Il raggiungimento della pace tuttavia non è impresa semplice a causa della forte influenza del modello economico vigente che in larga misura è l’unico a decidere la direzione della maggior parte degli investimenti mondiali. «Il denaro spesso è visto come il simbolo di un sistema che amplifica il nostro egoismo e devia dalla crescita spirituale», sottolinea Susi Snyder, coordinatrice del progetto internazionale “Don’t bank on the bomb”. La più concreta manifestazione di un’economia che non contribuisce alla pace è il comparto dell’industria bellica: nel solo 2019 le spese militari mondiali hanno raggiunto la cifra di 2 trilioni di dollari, dei quali 72-73 miliardi per lo sviluppo di armi nucleari. Queste cifre sorprendono se si pensa che ormai è universale lo stigma contro questi strumenti di distruzione nel breve e nel lungo periodo. «Sono i simboli di un’economia che finanzia guerra e morte invece della pace» - precisa– «sono contro le persone, l’ambiente e il futuro».

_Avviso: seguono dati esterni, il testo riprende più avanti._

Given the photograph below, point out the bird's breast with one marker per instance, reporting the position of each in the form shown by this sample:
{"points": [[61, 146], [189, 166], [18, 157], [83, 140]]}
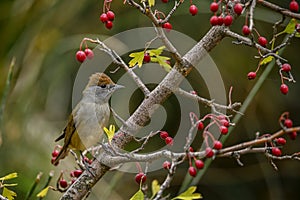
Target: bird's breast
{"points": [[90, 119]]}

Ci sono però notizie positive: non solo un sempre maggior numero di investitori sta rinunciando all’industria bellica e il prossimo 21 gennaio (pur con l’importante distinguo ricordato dal professor Caruso) entrerà in vigore il citato trattato Onu che mette al bando tutti gli armamenti nucleari.
Il cammino è ancora lungo, ma con la volontà e l’aiuto di tutti realizzare la pace è possibile.